Unveiling hidden properties of young star clusters: differential reddening, star-formation spread and binary fraction

TL;DR

This paper introduces a semi-analytical method using adaptive simulated annealing to accurately determine key parameters of young star clusters from photometric data, even with complicating factors like differential reddening and binaries.

Contribution

The paper presents a novel semi-analytical approach combined with ASA to retrieve multiple cluster parameters from Hess diagrams, accounting for realistic effects like reddening and binaries.

Findings

Successfully retrieves cluster parameters from simulated data.

Effectively accounts for differential reddening and binaries.

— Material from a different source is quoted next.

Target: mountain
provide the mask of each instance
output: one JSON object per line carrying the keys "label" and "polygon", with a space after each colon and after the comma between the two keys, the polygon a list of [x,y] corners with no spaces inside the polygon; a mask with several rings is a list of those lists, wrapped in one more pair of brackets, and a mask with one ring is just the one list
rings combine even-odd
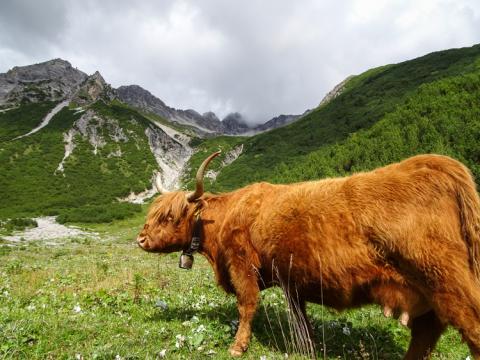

Provides a comprehensive tool for young cluster analysis.

Abstract

Usually, important parameters of young, low-mass star clusters are very difficult to obtain by means of photometry, especially when differential reddening and/or binaries occur in large amounts. We present a semi-analytical approach that, applied to the Hess diagram of a young star cluster, is able to retrieve the values of mass, age, star-formation spread, distance modulus, foreground and differential reddening, and binary fraction. The global optimisation method known as adaptive simulated annealing (ASA) is used to minimise the residuals between the observed and simulated Hess diagrams of a star cluster. The simulations are realistic and take the most relevant parameters of young clusters into account. Important features of the simulations are: a normal (Gaussian) differential reddening distribution, a time-decreasing star-formation rate, the unresolved binaries, and the smearing effect produced by photometric uncertainties on Hess diagrams. Free parameters are: cluster mass, age, distance modulus, star-formation spread, foreground and differential reddening, and binary fraction.